I'd do &m_buffer[0] again, simply so that you don't have to ask these questions. It's clearly not obviously intuitive, so don't do it. And, in doing so, you have nothing to lose whatsoever. Win-win.
Foo::Foo(Foo&& f)
: m_buffer(std::move(f.m_buffer))
, m_pointer(&m_buffer[0])
{}
I'm comfortable with it mostly because m_pointer is a view into the member m_buffer, rather than strictly a member in its own right.
Which does all sort of beg the question... why is it there? Can't you expose a member function to give you &m_buffer[0]?
I'll not comment the OP's code. All I'm doing is aswering this question:
Does std::vector move semantics guarantee that no reallocation will occur, and thus all pointers/iterators to the vector are valid?
Yes for the move constructor. It has constant complexity (as specified by 23.2.1/4, table 96 and note B) and for this reason the implementation has no choice other than stealing the memory from the original vector (so no memory reallocation occurs) and emptying the original vector.
No for the move assignment operator. The standard requires only linear complexity (as specified in the same paragraph and table mentioned above) because sometimes a reallocation is required. However, in some cirsunstances, it might have constant complexity (and no reallocation is performed) but it depends on the allocator. (You can read the excelent exposition on moved vectors by Howard Hinnant here.)

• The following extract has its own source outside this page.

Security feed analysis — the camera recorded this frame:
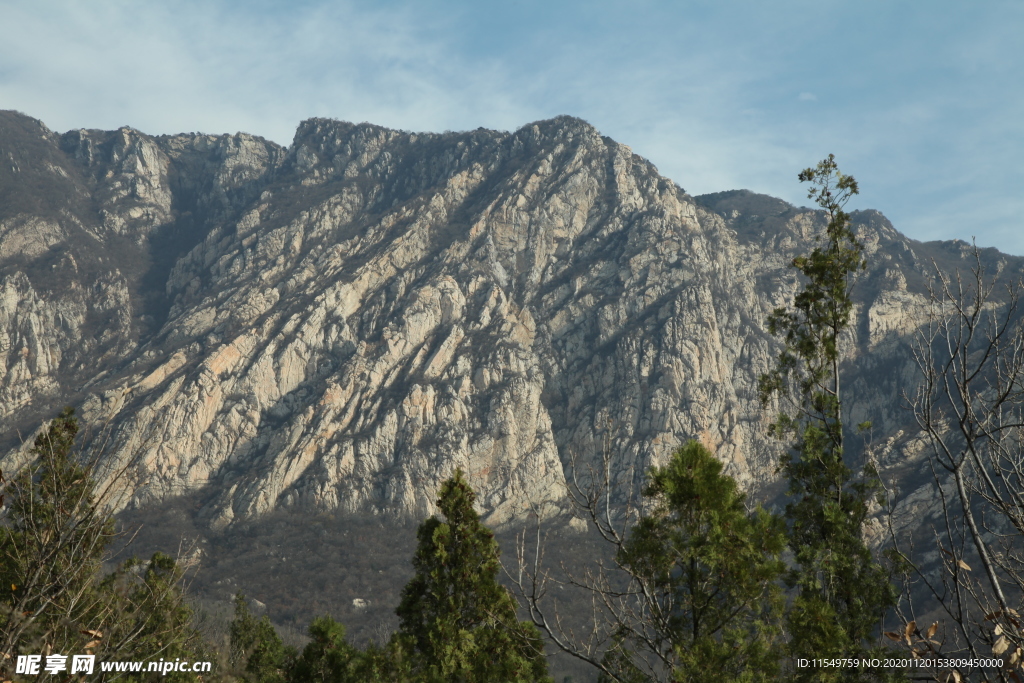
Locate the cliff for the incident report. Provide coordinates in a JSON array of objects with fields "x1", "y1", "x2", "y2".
[{"x1": 0, "y1": 113, "x2": 1024, "y2": 529}]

A better way to do this may be:
class Foo
{
std::vector<unsigned char> m_buffer;
size_t m_index;
unsigned char* get_pointer() { return &m_buffer[m_index];
};
ie rather than store a pointer to a vector element, store the index of it. That way it will be immune to copying/resizing of the vectors backing store.
The case of move construction is guaranteed to move the buffer from one container to the other, so from the point of view of the newly created object, the operation is fine.
On the other hand, you should be careful with this kind of code, as the donor object is left with a empty vector and a pointer referring to the vector in a different object. This means that after being moved from your object is in a fragile state that might cause issues if anyone accesses the interface and even more importantly if the destructor tries to use the pointer.
While in general there won't be any use of your object after being moved from (the assumption being that to be bound by an rvalue-reference it must be an rvalue), the fact is that you can move out of an lvalue by casting or by using std::move (which is basically a cast), in which case code might actually attempt to use your object.